Laval dans les 2 sens
Sur la route de Rennes où je vais me balader deux jours, je m'octroie un stop d'une petite journée à Laval, histoire de voir à quoi ressemble la préfecture de la Mayenne. Sorti de la gare TGV vers 10 heures du matin, je me dirige vers la Mayenne justement, sous un ciel bien plombé, jusqu'au viaduc ferroviaire qui surplombe la ville au nord, et d'où l'on peut voir plus bas sur la rivière la vieille ville et son château. Ville de Laval que je vais parcourir dans tous les sens, ce qui tombe bien puisque son nom même est un palindrome qui se lit ... dans les deux sens : LAVAL, CQFD.
Je commence ma visite par le MANAS, le Musée d'Art Naïf et Arts Singuliers, joliment installé dans le vieux château de la ville. Ouvrir ici un musée consacré à l'art naïf se justifie puisque Laval est le lieu de naissance de Henri Rousseau, qui y passa son enfance avant de s'installer à Paris. On s'attend donc à voir des œuvres du fameux Douanier dans ce musée : pas de chance, les trois tableaux qui s'y trouvent habituellement sont tous annoncés "en réfection" ! Mais à côté, il y a foule d'autres tableaux naïfs, un style qui m'a toujours intéressé, bien présentés dans les salles médiévales du château. Le musée a élargi ses collections aux Arts Singuliers, appellation plus vaste qui inclut des œuvres parfois étranges, statues colorées, machines sophistiqués, collages et cartons peints. Je finis par une exposition d'un artiste contemporain, Nomah, aux réalisations plus hermétiques, tandis qu'à l'entrée de la grande salle où il est exposé, une spectaculaire arche composée de tronçons de bois brut accueille les rares visiteurs.
Je traverse la Mayenne pour aller déjeuner sur la rive plus récente de la ville, dans le joli quartier de Saint-Vénérand autour de son église. Dans un restaurant traditionnel, le Petit Saint-Vénérand, bien calme en cette semaine de reprise, un couple d'habitués discute avec la patronne à la table d'à côté. De mon côté, j'apprécie un menu classique de plats bien faits, mille-feuilles sarrasin au crabe, joue de porc et petit légumes, tarte tatin.

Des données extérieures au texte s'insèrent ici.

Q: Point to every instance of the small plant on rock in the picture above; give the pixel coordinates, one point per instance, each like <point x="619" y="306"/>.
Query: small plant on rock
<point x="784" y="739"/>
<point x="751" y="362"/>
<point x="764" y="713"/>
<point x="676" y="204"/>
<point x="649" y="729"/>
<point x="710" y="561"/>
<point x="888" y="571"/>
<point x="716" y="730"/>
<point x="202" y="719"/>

Une fois sustenté, je retraverse la Mayenne pour parcourir le quartier médiéval, sur les pentes en dessous du Vieux Château, place de la Trémoille. Quelques jolies maisons à pans de bois et les majestueuses tours des remparts ne parviennent pas à ôter l'impression tenace d'une ville qui somnole, avec des musées et autres attractions quasi tous fermés, château inclus, dans des rues tristes et désolées. Mais la période de début janvier y est sûrement en partie la raison. La Porte Beucheresse est imposante, et se prépare, dans quelques années, à accueillir un espace consacré au Douanier Rousseau qui y naquit.
Je décide de repartir par un TGV pour Rennes un peu plus tôt que prévu. Pas de chance, celui que je dois prendre affiche un retard qui prend de l'ampleur au fil de l'après-midi, tandis que j'attends au chaud dans un troquet, puis à la gare. Après deux heures de vaine attente, je finis par prendre un TER qui m'amène à bon port en fin d'après-midi.